The pickups are one Deimel P90 in the bridge which sounds absolutely fantastic, and a TV Jones T'Armond in the Neck position which I might want to replace at some point. It was added, because the D'Armond in the 90s Gretsch Gold Sparkle Jet we have is just about the greatest bridge pickup sound - it is percussive in all the right ways, it has that short (non-)sustain that Jeff Tweedy likes, it growls with an overdriving amp - just marvelous. Turns out, this kind of pickup does not sound like that in all guitars (duh, again) and it is just a tiny bit brittle in this one. The I have not changed it yet is that it sounds fantastic im combination with the P90.

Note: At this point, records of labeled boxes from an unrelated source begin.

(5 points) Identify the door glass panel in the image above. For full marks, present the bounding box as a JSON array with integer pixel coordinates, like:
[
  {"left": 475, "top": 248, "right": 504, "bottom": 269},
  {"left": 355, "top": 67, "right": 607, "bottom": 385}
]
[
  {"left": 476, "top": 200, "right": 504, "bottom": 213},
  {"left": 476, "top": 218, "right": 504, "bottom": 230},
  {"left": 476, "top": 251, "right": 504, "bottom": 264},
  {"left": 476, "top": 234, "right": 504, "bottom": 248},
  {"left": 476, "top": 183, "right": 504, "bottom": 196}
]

The mastery trem is a thing of beauty. It does the wiggly Nels Cline thing - at least it would if the player could. Interestingly, it feels less at home doing the MBV strum, which somehow feels more natural on a standard Jazzmaster trem.
Frank Deimel suggested the reversed headstock. It's not the greatest look (we think), but the tonal balance between strings, and the tension from string to string is indeed fantastic.

Oh, lest I forget - the second slider adds the Piezo disc pickup that Deimel like to put in their guitars. It's a cool sound, one that would get a lot more use if we had more people coming through who use looper pedals for percussive loops I am sure.

The sound of the guitar could be described with words like "chime", "clarity" and suchlike. It is bright, but in a different way than other instruments we have. It works great with the Swart amp, and surely would work brilliantly with any 5E3-ish amp.

Photo by Luis Müller-Wallraf

We knew of Deimel guitars mainly through having recorded a few records at Studio Blackbox in France, run by Frank Deimel's brother Peter, who is an amazing engineer, equipment connaisseur and all around great guy. In Peter's collection at Black Box, it was especially a Jazzmaster-style guitar that was there during our Use Your Illusion 3+4 sessions we fell in love with. But we'd had Frank Deimel's custom guitars on our radar for ages, among others because of the pretty special guitar he had built for Nikki Sudden with whom we had played some shows with in the early days of the band. While waiting for the guitar, The National started using Firestars regularly - another band we had played with, and shared a producer with.

Over the years I have had a few nice guitars that I did not hang on to. A Gibson Custom Shop Les Paul Junior that I could not really afford. A Travis Bean that I liked the idea of more than I loved (or played) the actual guitar. Incidentally, both of these were bought (and sold) in times where I repeatedly fell behind on a couple of months of rent. But money aside, I have sometimes felt weird about expensive and/or real "vintage" guitars. I generally want instruments that are meant to be played. I actually like seeing marks on them and remembering the inscribed moments: "oh, that's when we played a tiny stage and I hit the cymbal stand". And I like these moments not to be mixed with "Oh, I just knocked $500 off the value of this collectable guitar".
All of that fed into the decisions made when configuring this Firestar: The general design is clearly not made with ever re-selling the instrument in mind (a lot of guitarists who visit our studio are puzzled by the hefty neck, the rotary pickup selector etc). I also asked for the thin lacquer not mainly because of sound, but because I knew I'd add the first few marks on it in no time at all, and would stop worrying going forward. That latter bit has worked very well, and having an instrument that is built so that it makes sense for me feels priceless still. Especially when other guitarists enjoy playing it not despite, but because of its weirdness and off-kilter beauty.